The other differential diagnoses are child abuse, chronic hypervitaminosis A, scurvy, and prolonged PGE1 infusion.^{[8],[9],[18],[22]} Infantile malignant osteopetrosis should be considered as a differential (with its three types infantile malignant autosomal recessive osteopetrosis, intermediate autosomal recessive osteopetrosis, and autosomal dominant osteopetrosis) as if it is untreated, it has a fatal outcome. The condition is commonly diagnosed in infancy with symptoms of significant hematologic abnormalities with bone marrow failure, hepatosplenomegaly, macrocephaly with frontal bossing, and bone fractures.^[10]

Caffey's disease is mostly a self-limiting disease and resolves within 6–12 months and may not need any intervention. However, NSAID could be used in severe symptomatic cases.^[22] In cases of poor response to NSAID, steroids can be used. In our case, we used ibuprofen during the admission, and the patient was discharged on acetaminophen, and the outcome was satisfactory. The bone lesions can recur at any time at the previous sites or different sites, and these relapses can happen even several years later. The clinical course with remissions and relapses can be unpredictable.^[6],[14] Awareness of the existence of this rare condition and its typical clinicoradiological profile will protect the patient from getting subjected to multiple unnecessary investigations and treatments.^[10],[23]

Conclusion

Caffey's disease is an uncommon disease presenting with inconsistent clinical manifestations simulating osteomyelitis and needs a high index of suspicion and an awareness of the existence of this condition. A detailed history, good clinical examination, basic laboratory studies, and plain radiographs are sufficient enough to make a diagnosis in most cases, and MRI can help excluding the important differential diagnoses.

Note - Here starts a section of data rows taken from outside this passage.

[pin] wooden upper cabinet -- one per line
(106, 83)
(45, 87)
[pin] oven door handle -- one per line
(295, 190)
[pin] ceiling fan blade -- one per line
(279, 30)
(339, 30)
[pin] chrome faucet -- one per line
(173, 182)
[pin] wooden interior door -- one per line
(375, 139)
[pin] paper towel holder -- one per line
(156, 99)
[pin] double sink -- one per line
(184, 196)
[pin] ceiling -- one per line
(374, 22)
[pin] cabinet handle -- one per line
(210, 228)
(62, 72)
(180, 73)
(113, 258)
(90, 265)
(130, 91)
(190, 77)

Declaration of patient consent

The authors certify that they have obtained all appropriate patient consent forms. In the form the patient(s) has/have given his/her/their consent for his/her/their images and other clinical information to be reported in the journal. The patients understand that their names and initials will not be published and due efforts will be made to conceal their identity, but anonymity cannot be guaranteed.

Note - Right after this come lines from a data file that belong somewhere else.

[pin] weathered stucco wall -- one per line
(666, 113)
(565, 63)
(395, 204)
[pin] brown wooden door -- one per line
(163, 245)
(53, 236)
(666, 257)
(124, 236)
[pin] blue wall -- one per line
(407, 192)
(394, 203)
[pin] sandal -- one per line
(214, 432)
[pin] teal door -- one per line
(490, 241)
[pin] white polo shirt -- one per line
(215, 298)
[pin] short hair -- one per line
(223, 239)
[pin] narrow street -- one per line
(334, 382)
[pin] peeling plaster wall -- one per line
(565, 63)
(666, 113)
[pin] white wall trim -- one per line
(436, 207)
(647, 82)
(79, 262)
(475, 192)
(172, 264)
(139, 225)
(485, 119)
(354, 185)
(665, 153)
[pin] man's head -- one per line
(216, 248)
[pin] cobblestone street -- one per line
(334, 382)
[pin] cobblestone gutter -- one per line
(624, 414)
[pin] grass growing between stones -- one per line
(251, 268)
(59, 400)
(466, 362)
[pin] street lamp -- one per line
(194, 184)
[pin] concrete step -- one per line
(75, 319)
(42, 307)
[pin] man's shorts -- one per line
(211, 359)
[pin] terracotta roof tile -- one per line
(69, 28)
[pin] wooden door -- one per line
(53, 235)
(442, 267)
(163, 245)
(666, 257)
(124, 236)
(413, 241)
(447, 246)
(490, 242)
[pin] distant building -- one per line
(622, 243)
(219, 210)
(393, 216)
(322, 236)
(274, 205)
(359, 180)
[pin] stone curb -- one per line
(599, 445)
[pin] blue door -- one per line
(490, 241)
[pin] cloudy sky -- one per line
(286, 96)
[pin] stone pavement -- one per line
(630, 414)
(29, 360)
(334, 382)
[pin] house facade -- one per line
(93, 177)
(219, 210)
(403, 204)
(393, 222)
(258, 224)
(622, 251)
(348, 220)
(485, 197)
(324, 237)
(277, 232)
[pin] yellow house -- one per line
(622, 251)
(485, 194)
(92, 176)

Financial support and sponsorship

Internal institution support.

Conflicts of interest

There is no conflict of interest.

Author's contributions

AR, WT, HM and HA contributed to the design and implementation of the research, collection of the data to the analysis of the results and to the writing of the manuscript. All authors read and approved the final manuscript. All authors have critically reviewed and approved the final draft and are responsible for the content and similarity index of the manuscript.